The Quarantine Stream: Robert Mitchum Terrifies In ‘The Night Of The Hunter’

By Ben Pearson/May 30, 2020 11:00 am EST

I love this movie for many reasons, chief among them Mitchum’s towering, intimidating performance as the psychopath at the center of the story, but also for Stanley Cortez’s impeccable cinematography. This movie lives in shadows, and darkness seems to creep into the frame from every corner, mirroring the dangers of the outside world which the widow’s children are slowly learning exist. The two kids are the real main characters here, loyal to their father’s memory and wary of the seemingly perfect preacher who sweeps their mother off her feet.
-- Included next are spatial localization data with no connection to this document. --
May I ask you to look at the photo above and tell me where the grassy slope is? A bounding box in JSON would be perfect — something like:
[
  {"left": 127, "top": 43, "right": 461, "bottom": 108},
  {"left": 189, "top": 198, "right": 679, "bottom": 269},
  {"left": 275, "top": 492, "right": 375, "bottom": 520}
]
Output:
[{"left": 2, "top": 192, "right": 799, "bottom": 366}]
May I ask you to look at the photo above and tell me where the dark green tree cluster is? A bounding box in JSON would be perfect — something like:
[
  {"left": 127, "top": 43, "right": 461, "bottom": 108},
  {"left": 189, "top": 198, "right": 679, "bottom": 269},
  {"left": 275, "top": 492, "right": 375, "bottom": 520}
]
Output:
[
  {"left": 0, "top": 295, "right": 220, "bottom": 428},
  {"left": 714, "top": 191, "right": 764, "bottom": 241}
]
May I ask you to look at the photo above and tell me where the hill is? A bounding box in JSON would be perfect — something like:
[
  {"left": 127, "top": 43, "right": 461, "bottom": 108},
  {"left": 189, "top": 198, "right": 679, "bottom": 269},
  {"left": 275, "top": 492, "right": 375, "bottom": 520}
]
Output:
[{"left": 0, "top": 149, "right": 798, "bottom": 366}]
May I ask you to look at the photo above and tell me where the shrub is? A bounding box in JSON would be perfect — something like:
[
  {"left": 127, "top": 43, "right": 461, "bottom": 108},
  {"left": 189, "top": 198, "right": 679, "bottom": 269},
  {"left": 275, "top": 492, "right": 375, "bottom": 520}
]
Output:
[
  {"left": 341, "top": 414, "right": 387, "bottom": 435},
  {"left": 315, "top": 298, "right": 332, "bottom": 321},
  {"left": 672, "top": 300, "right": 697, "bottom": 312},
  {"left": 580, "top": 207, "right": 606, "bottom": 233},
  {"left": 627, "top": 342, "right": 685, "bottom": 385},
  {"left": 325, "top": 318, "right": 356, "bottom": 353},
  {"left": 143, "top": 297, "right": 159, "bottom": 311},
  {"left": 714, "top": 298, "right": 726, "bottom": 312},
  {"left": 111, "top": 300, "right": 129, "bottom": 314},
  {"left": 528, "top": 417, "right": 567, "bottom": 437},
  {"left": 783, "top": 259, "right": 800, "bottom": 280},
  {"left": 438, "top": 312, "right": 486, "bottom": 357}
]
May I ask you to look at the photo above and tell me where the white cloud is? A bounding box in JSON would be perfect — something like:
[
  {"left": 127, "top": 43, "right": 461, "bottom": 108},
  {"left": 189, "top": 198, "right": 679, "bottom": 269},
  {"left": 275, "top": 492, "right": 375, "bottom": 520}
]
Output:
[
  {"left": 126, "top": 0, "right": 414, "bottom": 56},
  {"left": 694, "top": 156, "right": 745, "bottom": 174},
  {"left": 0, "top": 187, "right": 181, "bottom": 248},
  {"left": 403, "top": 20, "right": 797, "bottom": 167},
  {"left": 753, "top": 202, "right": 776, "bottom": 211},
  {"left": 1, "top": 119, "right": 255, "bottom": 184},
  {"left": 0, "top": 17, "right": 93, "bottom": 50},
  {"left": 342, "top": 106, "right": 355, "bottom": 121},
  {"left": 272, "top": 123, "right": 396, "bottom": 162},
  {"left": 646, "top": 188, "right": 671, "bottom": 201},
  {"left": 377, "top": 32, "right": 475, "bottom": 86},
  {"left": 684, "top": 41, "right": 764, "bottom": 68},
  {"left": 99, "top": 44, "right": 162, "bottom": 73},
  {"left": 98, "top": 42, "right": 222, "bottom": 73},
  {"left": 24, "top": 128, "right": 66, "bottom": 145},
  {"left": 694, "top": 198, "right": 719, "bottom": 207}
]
There are moments when Mitchum’s character gets frustrated and lets his goody-two-shoes facade drop in front of the children, and you get the sense that he will murder them without hesitation if it would result in him getting his hands on the hidden ten grand he’s after.

The whole film is moody, atmospheric, and feels like the vision of a top-tier master filmmaker. And hey, just because this is the only movie that actor Charles Laughton, famous for his roles in Witness for the Prosecution and Mutiny on the Bounty, ever directed, that doesn’t mean that he wasn’t a master. The movie wasn’t a hit upon release, which apparently caused Laughton to never try again. But there are moments in this movie that could go toe to toe with the greatest and most memorable moments ever committed to cinema: everything from the film’s distinctive look (occasionally abstract and heightened, but never too heightened) to the stellar lead performances and the ever-present feeling of cold dread make it a stone-cold classic.